Waiting for the arrival of a wife, Sir was a hurricane of activity laboring to bring nature under his control. More than once when Lina brought his dinner to whatever field or woodlot he was working in, she found him, head thrown back, staring at the sky as if in wondering despair at the land’s refusal to obey his will. Together they minded the fowl and starter stock; planted corn and vegetables. But it was she who taught him how to dry the fish they caught; to anticipate spawning and how to protect a crop from night creatures. Yet neither of them knew what to do about fourteen days of rain or fifty-five of none. They were helpless when black flies descended in scarves, disabling cattle, the horse, and forcing them to take refuge indoors.

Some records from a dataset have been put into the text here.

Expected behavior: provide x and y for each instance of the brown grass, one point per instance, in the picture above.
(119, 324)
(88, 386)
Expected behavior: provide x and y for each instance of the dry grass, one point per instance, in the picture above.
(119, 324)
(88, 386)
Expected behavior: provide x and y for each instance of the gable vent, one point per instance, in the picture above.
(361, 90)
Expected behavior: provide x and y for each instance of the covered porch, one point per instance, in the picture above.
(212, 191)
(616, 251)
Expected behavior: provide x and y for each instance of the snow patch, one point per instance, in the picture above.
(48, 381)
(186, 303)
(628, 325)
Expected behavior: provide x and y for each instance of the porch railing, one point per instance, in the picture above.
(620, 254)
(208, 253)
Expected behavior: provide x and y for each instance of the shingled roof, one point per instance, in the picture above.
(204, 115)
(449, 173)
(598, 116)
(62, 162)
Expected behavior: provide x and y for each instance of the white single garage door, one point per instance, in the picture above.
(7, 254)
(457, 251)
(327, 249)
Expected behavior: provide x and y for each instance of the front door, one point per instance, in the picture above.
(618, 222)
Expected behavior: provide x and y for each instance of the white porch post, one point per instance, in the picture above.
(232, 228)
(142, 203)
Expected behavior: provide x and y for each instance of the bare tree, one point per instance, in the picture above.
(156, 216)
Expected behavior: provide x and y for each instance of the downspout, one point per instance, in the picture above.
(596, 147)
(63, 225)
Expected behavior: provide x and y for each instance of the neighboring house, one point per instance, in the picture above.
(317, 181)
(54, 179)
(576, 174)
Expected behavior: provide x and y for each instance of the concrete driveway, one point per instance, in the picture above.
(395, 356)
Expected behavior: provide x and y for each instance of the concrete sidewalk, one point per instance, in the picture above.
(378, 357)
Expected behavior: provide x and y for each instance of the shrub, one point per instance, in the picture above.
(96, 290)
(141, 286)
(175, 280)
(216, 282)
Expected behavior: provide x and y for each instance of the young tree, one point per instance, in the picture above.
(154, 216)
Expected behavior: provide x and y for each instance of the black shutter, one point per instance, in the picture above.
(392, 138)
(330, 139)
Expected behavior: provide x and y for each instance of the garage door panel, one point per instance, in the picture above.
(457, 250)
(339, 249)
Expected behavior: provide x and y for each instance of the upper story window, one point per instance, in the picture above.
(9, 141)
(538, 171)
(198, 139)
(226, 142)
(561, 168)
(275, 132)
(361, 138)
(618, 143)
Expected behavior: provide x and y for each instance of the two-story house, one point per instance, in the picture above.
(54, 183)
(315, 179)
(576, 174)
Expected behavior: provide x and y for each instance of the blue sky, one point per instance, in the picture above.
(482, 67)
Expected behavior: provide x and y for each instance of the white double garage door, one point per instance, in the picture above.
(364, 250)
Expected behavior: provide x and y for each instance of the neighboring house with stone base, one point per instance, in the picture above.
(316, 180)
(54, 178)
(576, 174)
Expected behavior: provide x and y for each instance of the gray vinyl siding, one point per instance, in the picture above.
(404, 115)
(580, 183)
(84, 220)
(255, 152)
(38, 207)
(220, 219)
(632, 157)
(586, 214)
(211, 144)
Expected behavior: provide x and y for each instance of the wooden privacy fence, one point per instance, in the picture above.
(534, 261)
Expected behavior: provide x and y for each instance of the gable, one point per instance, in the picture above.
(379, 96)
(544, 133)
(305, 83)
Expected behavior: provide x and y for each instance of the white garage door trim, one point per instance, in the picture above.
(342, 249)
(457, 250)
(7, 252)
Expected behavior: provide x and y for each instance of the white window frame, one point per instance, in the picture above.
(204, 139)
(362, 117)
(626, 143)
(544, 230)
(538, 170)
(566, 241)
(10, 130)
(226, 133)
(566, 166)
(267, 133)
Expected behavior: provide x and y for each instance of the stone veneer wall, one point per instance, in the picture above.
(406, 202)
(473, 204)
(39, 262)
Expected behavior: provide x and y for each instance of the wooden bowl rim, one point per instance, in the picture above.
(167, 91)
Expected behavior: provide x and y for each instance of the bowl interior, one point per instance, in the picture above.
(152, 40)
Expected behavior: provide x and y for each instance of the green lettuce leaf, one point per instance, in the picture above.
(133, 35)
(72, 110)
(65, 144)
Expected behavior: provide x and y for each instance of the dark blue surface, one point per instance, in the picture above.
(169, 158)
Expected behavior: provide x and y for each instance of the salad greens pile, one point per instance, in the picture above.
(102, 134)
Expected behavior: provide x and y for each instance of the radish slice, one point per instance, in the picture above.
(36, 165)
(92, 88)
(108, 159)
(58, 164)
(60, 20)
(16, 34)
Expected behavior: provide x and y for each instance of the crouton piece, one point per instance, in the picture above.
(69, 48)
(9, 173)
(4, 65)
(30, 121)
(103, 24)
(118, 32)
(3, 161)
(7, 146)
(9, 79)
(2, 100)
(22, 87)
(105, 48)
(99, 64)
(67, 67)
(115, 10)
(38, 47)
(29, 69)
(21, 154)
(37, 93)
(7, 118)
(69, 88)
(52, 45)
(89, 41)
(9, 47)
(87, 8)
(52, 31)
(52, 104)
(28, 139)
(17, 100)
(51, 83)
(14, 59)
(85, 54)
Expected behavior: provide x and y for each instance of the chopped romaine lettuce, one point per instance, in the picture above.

Lina didn’t know too much herself, but she did know what a poor farmer he was. At least she was able to distinguish weed from seedling. Without patience, the lifeblood of farming, and reluctant to seek advice from villagers nearby, he was forever unprepared for violent, mocking changes in weather and for the fact that common predators neither knew nor cared to whom their prey belonged. He
ignored her warning of using alewives as fertilizer only to see his plots of tender vegetables torn up by foragers attracted by the smell. Nor would he plant squash among the corn. Though he allowed that the vines kept weeds away, he did not like the look of disorder. Yet he was good with animals and building things.